For Hora the watchmaker, an interruption required the re-assembly of the component that he was working on. Other components and assemblies weren’t really affected. For Hora the programmer, things aren’t all that simple. If supporting one requirement affects the entire program then like Tempus, his team will spend all its time reworking what was already complete. On the other hand, to the extent that things could be arranged so that requirements affect a small part of the program, it is conceivable that the team could even service multiple requirements simultaneously.

Perhaps, Hora could split his software by dividing it into different logical grouping arranged by packages, by name spaces, by file and directories, by schema etc. But does this really guarantee that the impact of a new requirement will be limited? Alas, requirements are rooted in the real world and there is nothing that can ever give that ironclad guarantee. If this problem cannot be overcome in the absolute sense, is there something we can do to ameliorate it?
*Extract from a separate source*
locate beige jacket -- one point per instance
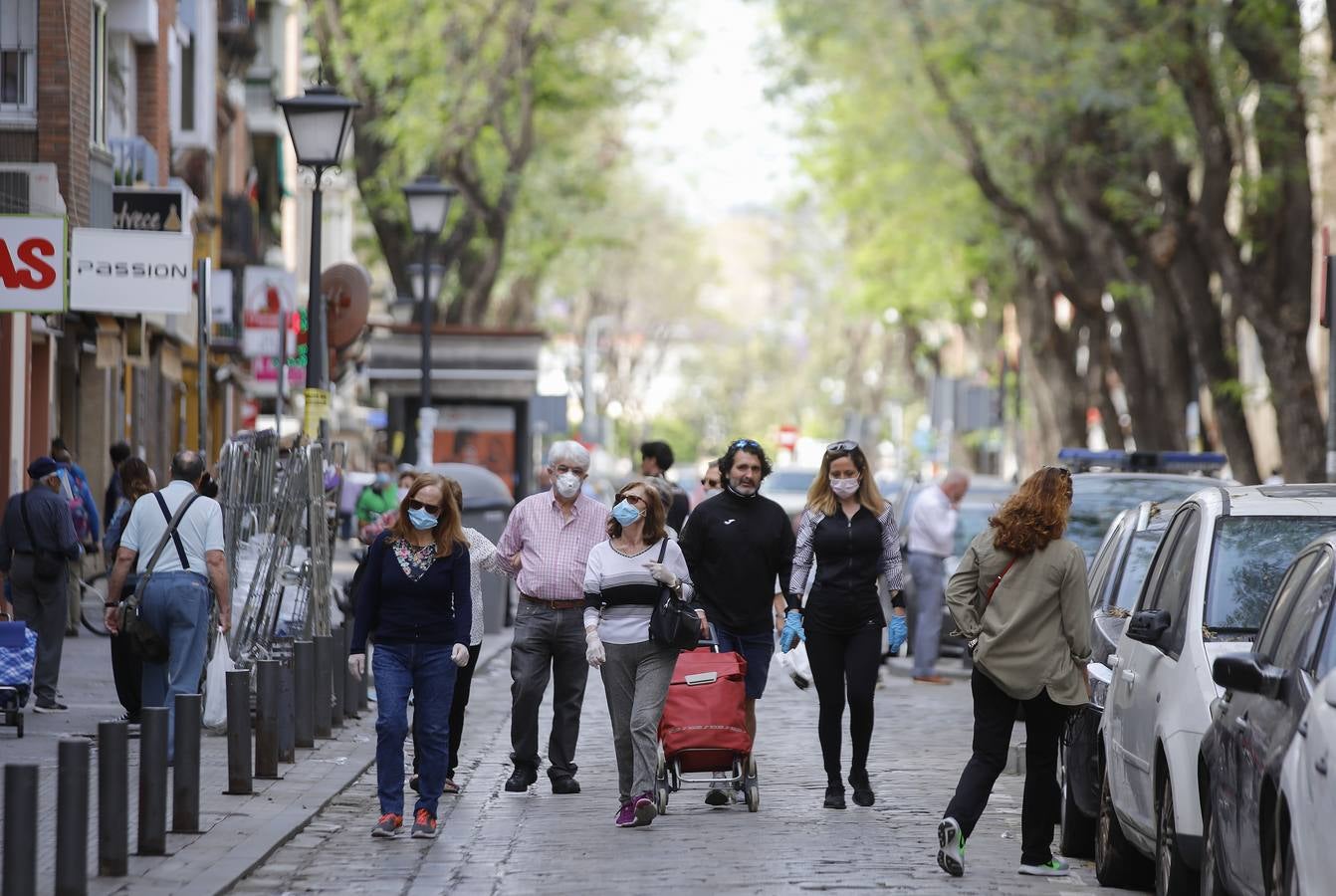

What we do to ameliorate this problem is what modularity is all about. The modularity of a program is the ability to limit the scope of change. To understand modularity, it is worth looking into what Parnas called information hiding.

Information Hiding

Contrary to what some might think, “information hiding” has nothing to do with corporate management. Nor does it have anything to do with “open source” or “closed source” software. However, it does have a profound bearing on abstractions, that helps realize information hiding. One benefit of an abstraction is that the consumers of the abstraction don’t care about the implementation details of that abstraction – those details are “hidden” within the abstraction. To the extent that changes for a new requirement affect only the implementation details, the rest of the system isn’t affected.
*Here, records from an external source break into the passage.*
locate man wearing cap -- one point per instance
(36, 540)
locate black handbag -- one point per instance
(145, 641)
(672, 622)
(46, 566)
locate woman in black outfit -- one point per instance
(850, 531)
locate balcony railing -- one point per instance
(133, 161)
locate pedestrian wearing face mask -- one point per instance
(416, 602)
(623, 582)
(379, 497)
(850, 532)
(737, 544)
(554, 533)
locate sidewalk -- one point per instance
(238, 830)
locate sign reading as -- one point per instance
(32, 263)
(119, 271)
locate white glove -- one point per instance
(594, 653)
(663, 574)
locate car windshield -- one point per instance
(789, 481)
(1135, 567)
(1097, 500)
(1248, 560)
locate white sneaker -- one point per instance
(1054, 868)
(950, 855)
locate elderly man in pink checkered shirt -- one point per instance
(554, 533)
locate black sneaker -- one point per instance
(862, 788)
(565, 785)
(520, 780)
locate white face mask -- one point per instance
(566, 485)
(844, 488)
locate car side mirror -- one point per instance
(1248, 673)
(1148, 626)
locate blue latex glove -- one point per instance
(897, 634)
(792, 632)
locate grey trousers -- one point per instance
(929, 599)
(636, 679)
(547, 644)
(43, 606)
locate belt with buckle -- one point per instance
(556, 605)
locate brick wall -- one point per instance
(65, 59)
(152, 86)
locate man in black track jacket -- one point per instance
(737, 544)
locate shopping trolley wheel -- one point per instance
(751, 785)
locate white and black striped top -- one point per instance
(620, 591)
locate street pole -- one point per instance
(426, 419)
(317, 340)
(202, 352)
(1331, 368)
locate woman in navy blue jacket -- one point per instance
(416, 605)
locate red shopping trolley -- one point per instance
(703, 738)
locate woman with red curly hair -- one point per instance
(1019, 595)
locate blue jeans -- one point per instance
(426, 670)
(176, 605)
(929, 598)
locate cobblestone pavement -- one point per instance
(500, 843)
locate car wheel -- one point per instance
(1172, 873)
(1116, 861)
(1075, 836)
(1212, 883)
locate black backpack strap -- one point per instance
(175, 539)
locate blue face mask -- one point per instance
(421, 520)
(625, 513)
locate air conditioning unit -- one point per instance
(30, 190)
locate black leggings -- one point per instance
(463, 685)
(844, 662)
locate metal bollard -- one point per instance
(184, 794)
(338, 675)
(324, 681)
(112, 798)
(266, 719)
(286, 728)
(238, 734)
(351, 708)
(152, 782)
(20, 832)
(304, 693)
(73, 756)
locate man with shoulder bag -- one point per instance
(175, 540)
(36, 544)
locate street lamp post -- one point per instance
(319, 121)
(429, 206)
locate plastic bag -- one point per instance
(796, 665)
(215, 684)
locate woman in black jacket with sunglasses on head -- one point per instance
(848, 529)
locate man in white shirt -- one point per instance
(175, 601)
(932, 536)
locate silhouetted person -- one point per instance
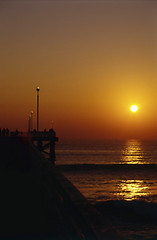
(16, 132)
(52, 132)
(3, 132)
(7, 132)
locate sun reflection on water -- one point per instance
(132, 189)
(133, 153)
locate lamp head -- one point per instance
(38, 89)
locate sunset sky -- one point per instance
(92, 60)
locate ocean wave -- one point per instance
(136, 211)
(113, 167)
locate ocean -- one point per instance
(119, 178)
To illustrate his reasoning, Parnas used a program which reads a collection of input lines into a storage system, generates multiple new lines for each input line using word shifts, and then outputs a sorted list of those new lines. By abstracting the details of the storage system into a module, Parnas showed how its implementation details could be hidden thereby making it easier to change and to maintain. As developers, we naturally group related programming elements. Object oriented programmers define classes and name spaces. Data architects use schemas to group related tables, stored procedures and other elements. Methods, files, directories, classes, schemas are all examples of abstractions.
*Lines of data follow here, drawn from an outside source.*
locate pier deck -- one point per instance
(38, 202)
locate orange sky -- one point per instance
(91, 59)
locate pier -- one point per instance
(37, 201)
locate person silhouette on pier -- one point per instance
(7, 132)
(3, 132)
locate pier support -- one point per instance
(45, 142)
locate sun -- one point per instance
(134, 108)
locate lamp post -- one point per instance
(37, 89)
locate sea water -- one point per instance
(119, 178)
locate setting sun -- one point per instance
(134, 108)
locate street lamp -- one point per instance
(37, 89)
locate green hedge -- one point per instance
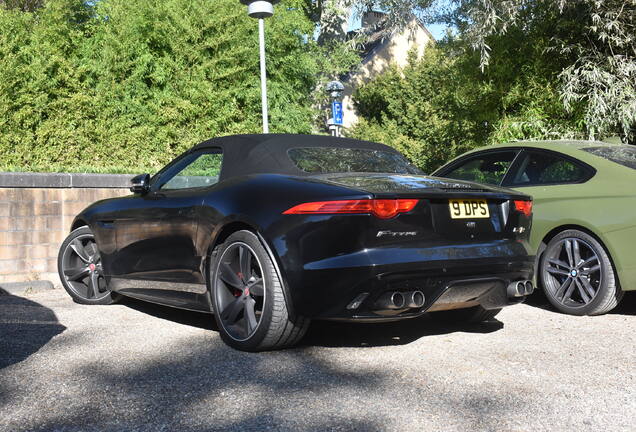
(126, 85)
If methods and classes represent abstraction wouldn’t every change affect an abstraction? Isn’t that what we are trying to avoid? What matters is the scope of the affected abstraction. If you change the body of a method while keeping its signature the same, you haven’t really affected any of the callers of that method. If you change a private method in a class, you don’t affect the external usage of the class. Software is a hierarchy of abstractions: just as a class contains methods, there are packages and name spaces that contain classes; and, packages and names spaces are themselves hierarchical. Generally, the smaller the scope of the abstractions affected by a requirement, the easier it is to support that requirement; and, if different requirements affect disjoint scopes, then team efficiency improves significantly.

Conclusion

I have learned that good modularity almost always maps to abstractions that are readily understandable. Just because you split up your program into modules, doesn’t mean that the benefit of modularity will accrue immediately. Indeed, the value of modularity should be judged primarily in the context of fulfilling new requirements.

Making systems modular requires experience and hard work. When systems are truly modular, the results are magical – it’s a pleasure to work on the system and productivity improves by leaps and bounds.